Pour le secrétaire général du TGI de Paris, l’objectif de ce nouveau type d’audience est surtout d’établir une meilleure « hiérarchie de la gravité » et d’obtenir des « peines plus justes ». Depuis l’attentat de Charlie Hebdo, les procès pour apologie du terrorisme – infraction intégrée au code pénal depuis novembre 2014 – se sont multipliés partout en France. En 2015, 332 individus ont été condamnés pour ce délit ainsi que pour provocation directe à un acte de terrorisme. Parmi les 118 condamnés en infraction unique – seulement pour ces motifs –, 48 % ont reçu une peine de prison ferme avec un quantum moyen de 6,7 mois. Mais parfois, les peines prononcées se veulent exemplaires. En décembre 2016, un lycéen de Massay, dans le Cher, a ainsi été condamné par le tribunal correctionnel de Bourges à cinq ans de prison dont trois ferme. En août, un jeune Niçois a, lui, eu trois ans de prison pour sa fréquentation assidue de sites djihadistes, et a été écroué immédiatement.

Mais le passage devant un juge spécialisé est-il forcément la garantie, pour les prévenus, d’obtenir une peine plus juste ? « Quand on dit que cette nouvelle organisation vise à diminuer les détentions provisoires et à obtenir des peines plus proportionnées, on ne peut pas être contre », fait valoir Dominique Attias, vice-bâtonnière de Paris tout en précisant attendre le premier bilan des « circuits courts », prévu dans six mois. « Plus les magistrats sont formés, plus on s’approche d’une bonne décision de justice, poursuit Christian Saint-Palais, président de l’association des avocats pénalistes. Mais cela n’empêche pas l’erreur. »

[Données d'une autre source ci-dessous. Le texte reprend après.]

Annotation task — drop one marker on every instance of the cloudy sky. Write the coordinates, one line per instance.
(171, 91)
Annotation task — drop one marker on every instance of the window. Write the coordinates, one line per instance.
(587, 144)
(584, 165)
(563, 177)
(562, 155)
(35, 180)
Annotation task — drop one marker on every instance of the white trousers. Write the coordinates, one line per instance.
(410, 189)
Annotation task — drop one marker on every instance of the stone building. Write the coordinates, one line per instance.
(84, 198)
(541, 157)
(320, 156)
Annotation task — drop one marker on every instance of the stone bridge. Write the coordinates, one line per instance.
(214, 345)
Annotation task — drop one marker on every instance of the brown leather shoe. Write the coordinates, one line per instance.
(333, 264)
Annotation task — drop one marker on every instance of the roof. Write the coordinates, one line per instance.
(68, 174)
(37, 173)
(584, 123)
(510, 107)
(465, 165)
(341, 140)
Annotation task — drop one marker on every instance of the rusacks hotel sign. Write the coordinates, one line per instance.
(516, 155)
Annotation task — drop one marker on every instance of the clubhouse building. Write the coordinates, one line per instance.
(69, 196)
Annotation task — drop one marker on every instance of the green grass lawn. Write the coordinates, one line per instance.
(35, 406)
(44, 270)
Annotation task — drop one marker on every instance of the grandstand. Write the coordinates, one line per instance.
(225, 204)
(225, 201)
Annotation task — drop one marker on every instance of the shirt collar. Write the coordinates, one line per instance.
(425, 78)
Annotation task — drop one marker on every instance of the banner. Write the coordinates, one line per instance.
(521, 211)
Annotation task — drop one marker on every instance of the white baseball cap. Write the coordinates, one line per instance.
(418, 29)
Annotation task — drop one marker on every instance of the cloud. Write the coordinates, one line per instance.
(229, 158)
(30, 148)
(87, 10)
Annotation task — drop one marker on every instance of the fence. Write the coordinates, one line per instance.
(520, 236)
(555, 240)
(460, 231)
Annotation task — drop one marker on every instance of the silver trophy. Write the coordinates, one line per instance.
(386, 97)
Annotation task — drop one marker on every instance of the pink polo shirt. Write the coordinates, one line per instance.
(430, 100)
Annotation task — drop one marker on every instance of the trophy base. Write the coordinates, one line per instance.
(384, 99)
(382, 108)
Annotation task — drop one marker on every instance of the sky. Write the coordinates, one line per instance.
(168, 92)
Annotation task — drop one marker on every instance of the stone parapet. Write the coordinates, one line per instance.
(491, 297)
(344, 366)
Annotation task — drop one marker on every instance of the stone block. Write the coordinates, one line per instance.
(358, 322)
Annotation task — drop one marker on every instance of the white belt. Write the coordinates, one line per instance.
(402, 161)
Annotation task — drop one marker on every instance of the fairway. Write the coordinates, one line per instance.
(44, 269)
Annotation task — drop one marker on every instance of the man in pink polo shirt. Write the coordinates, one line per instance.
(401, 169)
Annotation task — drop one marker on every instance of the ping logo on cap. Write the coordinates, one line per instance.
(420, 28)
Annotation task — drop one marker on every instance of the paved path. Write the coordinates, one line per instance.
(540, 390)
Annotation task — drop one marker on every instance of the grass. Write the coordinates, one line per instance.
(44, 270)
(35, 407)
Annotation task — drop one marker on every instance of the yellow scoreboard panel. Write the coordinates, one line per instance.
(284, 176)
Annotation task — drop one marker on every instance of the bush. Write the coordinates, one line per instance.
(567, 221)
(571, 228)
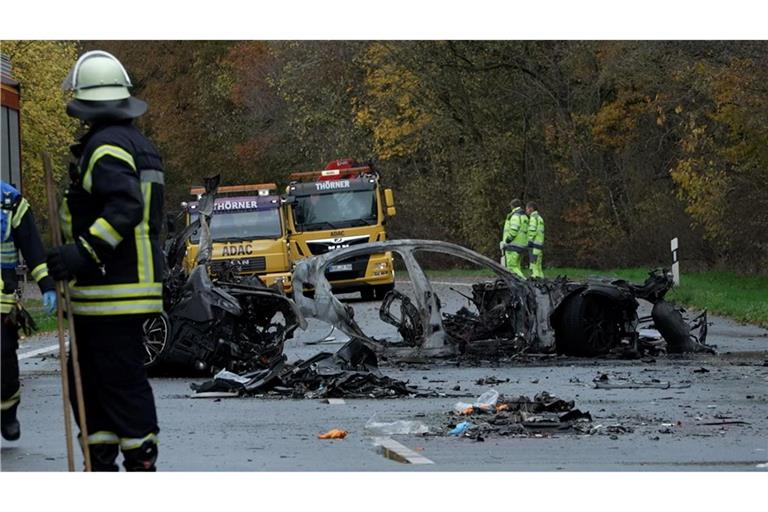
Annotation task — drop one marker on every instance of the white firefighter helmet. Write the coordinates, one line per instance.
(101, 86)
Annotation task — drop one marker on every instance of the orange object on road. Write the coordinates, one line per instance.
(333, 434)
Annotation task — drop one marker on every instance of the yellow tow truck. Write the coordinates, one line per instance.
(248, 231)
(341, 206)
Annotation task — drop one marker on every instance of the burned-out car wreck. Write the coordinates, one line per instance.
(240, 325)
(234, 323)
(505, 315)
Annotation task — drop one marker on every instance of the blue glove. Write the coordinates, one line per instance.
(49, 302)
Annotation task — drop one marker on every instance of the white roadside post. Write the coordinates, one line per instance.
(675, 262)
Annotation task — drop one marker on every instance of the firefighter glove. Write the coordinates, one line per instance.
(49, 302)
(68, 261)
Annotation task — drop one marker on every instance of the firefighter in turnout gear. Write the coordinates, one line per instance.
(535, 239)
(19, 233)
(515, 238)
(111, 221)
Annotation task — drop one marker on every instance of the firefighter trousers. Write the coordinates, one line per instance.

« L’habitude peut aussi entraîner des dérives car un juge peut reconnaître dans la personne qui se présente devant lui un profil déjà mis en cause et condamné la semaine d’avant. Il peut aussi estimer que tel argument, déjà entendu, n’est pas valable. Il doit donc se dégager du poids de ses connaissances. »

L’avocat Raphaël Kempf, signataire de la tribune dans Le Monde, craint, au contraire, que le passage devant une juridiction spéciale entraîne « des peines plus sévères pour des délits qualifiés de terroristes ».

Après six heures d’audience, la présidente rend les premiers délibérés. Les deux hommes, jugés pour consultation répétée de sites djihadistes, sont condamnés, pour l’un, à douze mois de prison dont six avec sursis, pour l’autre, à dix-huit mois dont dix ferme. Quant aux frères Hattay, le tribunal prononce une peine de quinze mois de prison ferme avec mandat de dépôt ce qui signifie que la sanction n’est pas aménageable. « Ça va faire jurisprudence », glisse-t-on dans la salle.